É precisamente nesse espaço (universidade) e nessa idade (vinte e poucos anos) que temos vontade e disposição para tentar mudar alguma coisa no mundo. O ensino superior, além de oferecer conteúdo programático, precisa ser um lugar seguro para que jovens ensaiem suas aptidões, convicções e inventem seu "eu adulto". Se a universidade não é um ambiente perfeito para isso, qual deveria ser?

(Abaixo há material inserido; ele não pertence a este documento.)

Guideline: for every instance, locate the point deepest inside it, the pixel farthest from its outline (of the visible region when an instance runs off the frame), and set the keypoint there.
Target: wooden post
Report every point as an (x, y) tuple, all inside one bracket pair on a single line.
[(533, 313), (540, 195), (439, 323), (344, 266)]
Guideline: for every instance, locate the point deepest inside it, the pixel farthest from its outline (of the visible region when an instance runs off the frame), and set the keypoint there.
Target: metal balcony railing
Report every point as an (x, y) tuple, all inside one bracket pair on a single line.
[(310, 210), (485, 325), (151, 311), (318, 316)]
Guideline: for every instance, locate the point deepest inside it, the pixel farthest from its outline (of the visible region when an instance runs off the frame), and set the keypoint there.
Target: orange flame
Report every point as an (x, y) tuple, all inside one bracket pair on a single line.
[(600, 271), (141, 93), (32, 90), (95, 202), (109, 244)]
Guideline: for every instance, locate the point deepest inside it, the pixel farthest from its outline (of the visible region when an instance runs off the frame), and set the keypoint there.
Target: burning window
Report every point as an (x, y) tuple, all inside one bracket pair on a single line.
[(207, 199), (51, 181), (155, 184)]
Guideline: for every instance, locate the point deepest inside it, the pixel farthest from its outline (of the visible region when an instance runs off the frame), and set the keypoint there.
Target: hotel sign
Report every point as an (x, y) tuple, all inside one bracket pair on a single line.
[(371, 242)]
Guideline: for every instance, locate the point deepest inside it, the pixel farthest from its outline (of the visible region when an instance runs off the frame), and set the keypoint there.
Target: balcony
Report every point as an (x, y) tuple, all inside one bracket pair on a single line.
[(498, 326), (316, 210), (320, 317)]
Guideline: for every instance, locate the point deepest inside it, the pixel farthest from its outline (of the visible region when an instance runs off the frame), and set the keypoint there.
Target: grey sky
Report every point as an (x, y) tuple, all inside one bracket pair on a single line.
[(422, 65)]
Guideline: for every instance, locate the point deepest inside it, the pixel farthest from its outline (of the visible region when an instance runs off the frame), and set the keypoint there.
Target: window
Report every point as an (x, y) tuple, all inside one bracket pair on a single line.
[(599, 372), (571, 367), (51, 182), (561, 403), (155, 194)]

O que o ministro chama de balbúrdia (manifestações políticas, artísticas e festas para além das aulas) a gente deveria reconhecer como ambiente saudável para o desenvolvimento de adultos funcionais, vívidos e curiosos. Qualquer coisa muito diferente disso seria uma linha de produção de zumbis.
Aluno passivo é aluno saudável?
Durante uma palestra na Universidade Federal do Espírito Santo (Ufes), a filósofa, psicóloga e artista Viviane Mosé explicou a tal balbúrdia da vida escolar de modo brilhante: "Somos uma sociedade deprimida, suicida e medicada. Adultos tomam fluxetina e, crianças, ritalina. Estamos drogando nossa crianças para que fiquem passivas enquanto o professor dá aula", concluiu.

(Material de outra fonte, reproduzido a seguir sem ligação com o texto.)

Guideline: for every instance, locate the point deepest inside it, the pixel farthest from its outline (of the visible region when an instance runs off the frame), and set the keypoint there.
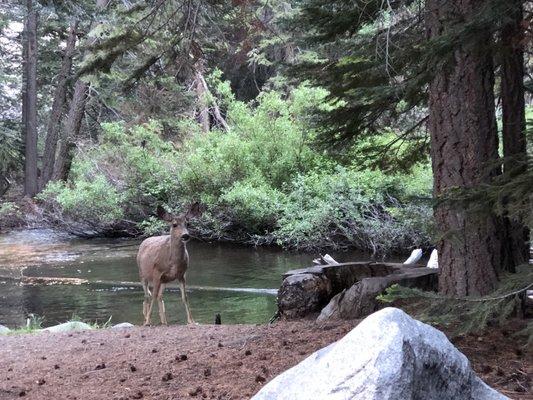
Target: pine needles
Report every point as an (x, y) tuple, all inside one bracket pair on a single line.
[(470, 315)]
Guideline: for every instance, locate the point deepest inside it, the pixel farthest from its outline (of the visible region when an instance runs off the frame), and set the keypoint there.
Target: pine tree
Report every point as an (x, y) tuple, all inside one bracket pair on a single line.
[(430, 64)]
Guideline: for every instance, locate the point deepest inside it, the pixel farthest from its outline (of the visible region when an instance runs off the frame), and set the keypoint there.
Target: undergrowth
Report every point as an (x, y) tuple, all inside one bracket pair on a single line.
[(471, 314)]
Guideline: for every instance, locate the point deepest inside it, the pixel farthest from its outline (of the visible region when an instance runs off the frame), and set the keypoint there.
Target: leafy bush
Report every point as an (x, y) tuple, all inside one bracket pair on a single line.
[(117, 180), (349, 209), (261, 182)]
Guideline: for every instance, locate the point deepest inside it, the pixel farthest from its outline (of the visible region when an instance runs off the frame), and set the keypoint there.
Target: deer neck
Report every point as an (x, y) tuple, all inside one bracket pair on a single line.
[(178, 252)]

Mosé também falou sobre a importância de dar voz aos estudantes. "Ouvir os alunos não é necessariamente atendê-los, é considerá-los. Os alunos podem decidir e escolher, e isso leva a experiências inacreditáveis", explicou.
Esperar que jovens não se comportem como jovens é sonhar alto demais — principalmente para um governo que fala tanto de austeridade. Se existe balbúrdia nas escolas e universidades, isso é um sinal inequívoco de que os alunos ainda sentem vontade de viver e de aprender. O contrário disso é que seria preocupante.